Why do they run? Don't they know they do not have a snowball's chance in hell of getting the nomination? What are they in it for? The lecture fees? Or are they egomaniacs who accept the ridicule if that's the price of fifteen minute's worth of Secret Service protection?
Now that we are in the debate season, fringe candidates are placed on the wings of the line of podiums up on the stage. Mainstream candidates, the frontrunners, get the middle positions and are asked the most questions. As time passes and we move closer to actual voting, the fringies get shoved so far out on the margins you cannot see them anymore. They are gone with whatever it was they were peddling.
The studio analysts, those fanny-dragging voices of conventional banality, dismiss them with a light hand and the merest suggestion that they are political straight men on stage to offer themselves up for a laugh or two at their own expense. You must listen closely to recognize that what these overly sincere crackpots may be peddling is exactly what their parties say they believe in and stand for.
We had a small dose of that the other night at the CNN-sponsored debate in New Hampshire with Congressman Dennis Kucinich of Cleveland, where many years ago he was the mayor. He lost his job and got ridden out of town in part because he would not go along with privatizing the municipally owned electric utility. They cursed him then, and now, in the post-Enron age, they bless him. Today he is a sparse vegan of a man whom the big guys love to ignore, although he does not make it easy to be overlooked.
The mainstreamers were rattling on to the effect that, of course, they are against the war; they just do not have enough votes to pass a law ending it. Then Kucinich was given the microphone for a moment and said that Congress can stop the war whenever it wants, not by passing a law the President will veto but by not passing any war appropriations bill at all. Just do nothing and Mr. Bush will have no money for the war and the troops come home.

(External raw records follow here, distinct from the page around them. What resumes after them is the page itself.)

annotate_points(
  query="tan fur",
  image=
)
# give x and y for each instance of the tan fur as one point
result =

The fringers are always coming up with practical ways to do politically impractical things. The practical way to establish universal health insurance, Kucinich reminded his timid, mainstream competitors, is to kick all the insurance companies out of medicine and replace them with a single-payer program based on the Medicare model, which has worked with brilliant success for more than forty years. The money saved would be greater than that which the insurance industry spends on lobbying and campaign contributions. So much for the voice from the fringe.

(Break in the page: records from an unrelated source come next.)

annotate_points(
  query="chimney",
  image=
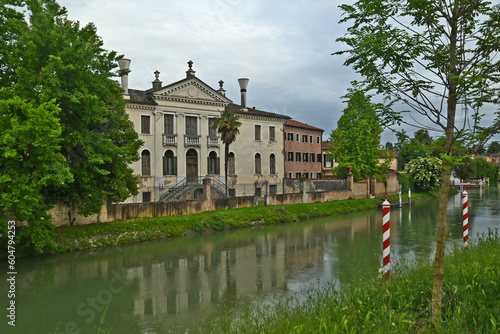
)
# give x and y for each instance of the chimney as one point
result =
(243, 89)
(221, 90)
(190, 73)
(157, 83)
(124, 65)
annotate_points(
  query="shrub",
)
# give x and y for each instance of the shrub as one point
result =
(425, 172)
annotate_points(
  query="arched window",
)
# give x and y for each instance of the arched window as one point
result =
(231, 164)
(213, 163)
(169, 163)
(272, 164)
(146, 163)
(258, 164)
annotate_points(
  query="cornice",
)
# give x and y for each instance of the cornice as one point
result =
(262, 118)
(139, 106)
(189, 100)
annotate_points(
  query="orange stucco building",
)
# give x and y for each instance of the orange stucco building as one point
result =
(303, 154)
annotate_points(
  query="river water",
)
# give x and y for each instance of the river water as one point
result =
(175, 283)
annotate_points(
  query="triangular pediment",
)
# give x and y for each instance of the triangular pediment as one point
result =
(191, 90)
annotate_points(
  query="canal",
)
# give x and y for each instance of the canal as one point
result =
(171, 284)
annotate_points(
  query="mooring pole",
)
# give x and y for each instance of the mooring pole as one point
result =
(465, 211)
(386, 212)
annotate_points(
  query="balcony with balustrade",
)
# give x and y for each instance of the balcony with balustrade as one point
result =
(190, 140)
(169, 140)
(213, 141)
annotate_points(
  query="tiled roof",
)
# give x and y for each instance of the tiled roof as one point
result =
(297, 124)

The Republicans have their fringies, too. Ron Paul is a physician (Duke University medical school) and a Congressman from Texas. The list from his website of what he is for and what he is against tells why his mainstream colleagues would delight in cutting his tassels off if they could:
He has never voted to raise taxes.
He has never voted for an unbalanced budget.
He has never voted for a federal restriction on gun ownership.
He has never voted to raise congressional pay.
He has never taken a government-paid junket.
He has never voted to increase the power of the executive branch.
He voted against the Patriot Act.
He voted against regulating the Internet.
He voted against the Iraq war.
He does not participate in the lucrative congressional pension program.
He returns a portion of his annual congressional office budget to the U.S. treasury every year.
Like Paul, Kucinich also voted against the war and the Patriot Act, and they both despise NAFTA.
Besides having some positions in common, the two may be the only voices in their respective parties you will hear on primetime spouting important but painfully difficult positions. If Ron Paul does not bring up the subject of habeas corpus to the Republicans, who are supposed to put great stock in such traditional bulwarks of liberty, the other men lined up on the stage will not. If Dennis Kucinich does not tell the Democrats that when it comes to bombing, shooting and war, it is bite-the-bullet time in Congress, rest assured nobody else will.
There is a place for the fringe, and it is not on top of the surrey. It's in the debates.